Aussi audacieux soit le plan du jeune Nimbleton, et aussi multiples soient les façons dont il pourrait mal tourner, si l'une de ces voies est empruntées, leur intervention potentielle serait le cadet des soucis des Humains. Quoi qu'il en ressorte, ce sera d'une envergure telle que ça éclipsera toute considération d'une éventuelle infraction de leur Traité.
— Même toi ne peux pas prédire l'avenir, l'avertit l'encapuchonné, regard plissé.
— La Terre est ainsi faite que son Histoire a, pour le meilleur comme pour le pire, une forte tendance à se répéter. Je pense que nous avons tous les deux une assez bonne estimation du chemin qu'elle est sur le point de prendre. Mon intervention ne sera pas nécessaire, et même si elle avait lieu, elle serait excusée, le Diplomate élabore et conclut sa pensée.

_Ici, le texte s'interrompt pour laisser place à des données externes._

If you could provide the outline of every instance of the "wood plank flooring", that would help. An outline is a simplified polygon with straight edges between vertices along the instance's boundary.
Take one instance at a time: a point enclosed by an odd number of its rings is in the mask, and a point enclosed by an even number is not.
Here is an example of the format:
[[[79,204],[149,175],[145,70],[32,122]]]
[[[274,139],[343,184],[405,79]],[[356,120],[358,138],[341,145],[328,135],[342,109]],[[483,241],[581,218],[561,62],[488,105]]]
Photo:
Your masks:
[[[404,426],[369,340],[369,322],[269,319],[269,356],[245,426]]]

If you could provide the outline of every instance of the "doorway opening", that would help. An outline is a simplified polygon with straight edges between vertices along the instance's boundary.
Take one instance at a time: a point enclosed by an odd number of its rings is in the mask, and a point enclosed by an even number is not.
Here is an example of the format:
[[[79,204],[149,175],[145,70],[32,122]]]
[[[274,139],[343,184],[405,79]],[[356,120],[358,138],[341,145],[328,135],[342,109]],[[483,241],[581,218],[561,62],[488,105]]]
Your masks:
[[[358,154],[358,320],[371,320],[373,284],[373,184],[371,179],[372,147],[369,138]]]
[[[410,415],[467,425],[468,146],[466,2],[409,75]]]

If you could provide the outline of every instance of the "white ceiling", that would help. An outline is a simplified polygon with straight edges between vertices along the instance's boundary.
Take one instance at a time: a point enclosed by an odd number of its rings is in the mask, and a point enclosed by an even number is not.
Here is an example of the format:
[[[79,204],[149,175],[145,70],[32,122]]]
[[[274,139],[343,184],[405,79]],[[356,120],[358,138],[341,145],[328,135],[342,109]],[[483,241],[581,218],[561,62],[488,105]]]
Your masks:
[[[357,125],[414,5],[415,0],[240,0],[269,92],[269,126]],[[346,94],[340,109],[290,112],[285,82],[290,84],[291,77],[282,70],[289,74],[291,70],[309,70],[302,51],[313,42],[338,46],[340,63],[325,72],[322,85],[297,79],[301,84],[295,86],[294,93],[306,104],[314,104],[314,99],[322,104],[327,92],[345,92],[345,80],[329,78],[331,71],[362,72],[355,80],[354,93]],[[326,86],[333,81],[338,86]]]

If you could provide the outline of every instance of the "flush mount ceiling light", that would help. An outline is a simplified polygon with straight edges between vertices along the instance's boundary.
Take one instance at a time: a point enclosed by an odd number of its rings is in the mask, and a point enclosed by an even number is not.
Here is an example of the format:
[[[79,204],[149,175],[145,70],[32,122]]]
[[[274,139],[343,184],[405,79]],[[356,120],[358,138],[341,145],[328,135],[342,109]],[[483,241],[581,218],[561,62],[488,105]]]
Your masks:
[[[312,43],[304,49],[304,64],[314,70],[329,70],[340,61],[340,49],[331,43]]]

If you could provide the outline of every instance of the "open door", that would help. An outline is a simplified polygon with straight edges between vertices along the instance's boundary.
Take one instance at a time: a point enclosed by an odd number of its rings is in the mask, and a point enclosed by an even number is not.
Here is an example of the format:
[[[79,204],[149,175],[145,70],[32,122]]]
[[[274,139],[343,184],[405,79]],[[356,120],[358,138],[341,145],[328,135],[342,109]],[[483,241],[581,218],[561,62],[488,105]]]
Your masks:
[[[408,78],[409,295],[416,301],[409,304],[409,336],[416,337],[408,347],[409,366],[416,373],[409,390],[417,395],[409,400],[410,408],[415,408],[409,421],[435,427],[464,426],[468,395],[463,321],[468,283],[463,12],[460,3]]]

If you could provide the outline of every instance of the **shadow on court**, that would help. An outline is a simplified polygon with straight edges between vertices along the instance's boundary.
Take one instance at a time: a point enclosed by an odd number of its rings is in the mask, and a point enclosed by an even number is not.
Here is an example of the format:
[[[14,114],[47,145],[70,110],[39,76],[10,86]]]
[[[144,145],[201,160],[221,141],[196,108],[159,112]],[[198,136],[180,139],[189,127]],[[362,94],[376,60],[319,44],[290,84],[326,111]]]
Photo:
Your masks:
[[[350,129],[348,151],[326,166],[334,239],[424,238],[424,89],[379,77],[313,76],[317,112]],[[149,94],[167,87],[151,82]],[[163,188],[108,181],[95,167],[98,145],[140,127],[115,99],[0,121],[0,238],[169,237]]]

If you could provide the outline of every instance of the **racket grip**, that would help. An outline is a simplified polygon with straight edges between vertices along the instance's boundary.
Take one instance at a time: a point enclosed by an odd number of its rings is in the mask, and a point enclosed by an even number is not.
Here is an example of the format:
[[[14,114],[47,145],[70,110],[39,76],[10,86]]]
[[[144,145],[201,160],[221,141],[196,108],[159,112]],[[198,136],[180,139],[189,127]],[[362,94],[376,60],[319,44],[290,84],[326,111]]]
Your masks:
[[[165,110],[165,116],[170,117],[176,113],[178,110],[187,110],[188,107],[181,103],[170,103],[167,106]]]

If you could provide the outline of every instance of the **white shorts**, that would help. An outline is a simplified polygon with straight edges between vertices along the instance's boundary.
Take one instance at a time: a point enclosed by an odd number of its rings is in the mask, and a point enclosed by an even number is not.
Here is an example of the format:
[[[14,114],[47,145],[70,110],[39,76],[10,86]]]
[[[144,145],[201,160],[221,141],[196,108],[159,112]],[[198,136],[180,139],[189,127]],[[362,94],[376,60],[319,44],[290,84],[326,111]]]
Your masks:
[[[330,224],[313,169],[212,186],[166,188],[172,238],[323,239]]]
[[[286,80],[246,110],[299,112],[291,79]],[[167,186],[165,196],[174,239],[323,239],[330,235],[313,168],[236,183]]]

Le duo franchit les limites de l'espace d'eau et se retrouve par la même occasion sur un trottoir, un peu plus fréquenté que le semblant de parc qu'ils viennent de quitter. Sans avoir peur d'être entendus à leur insu, ils jugent tout de même l'échange arrivé à son terme et se taisent. Mais ont-ils raison ? L'Humanité est-elle sur l'une de ces pentes glissantes sur lesquelles ils l'ont déjà vue s'escrimer, sans vraiment monter ni descendre, jusqu'à un basculement brusque dans un sens ou dans l'autre ? Ces ères sont les meilleures pour les Diplomates, qui peuvent pratiquement tout se permettre sans répercussions, et les pires pour les Protecteurs, essentiellement rendus inutiles. Quant aux principaux concernés, pour eux, l'impact est mitigé, évidemment.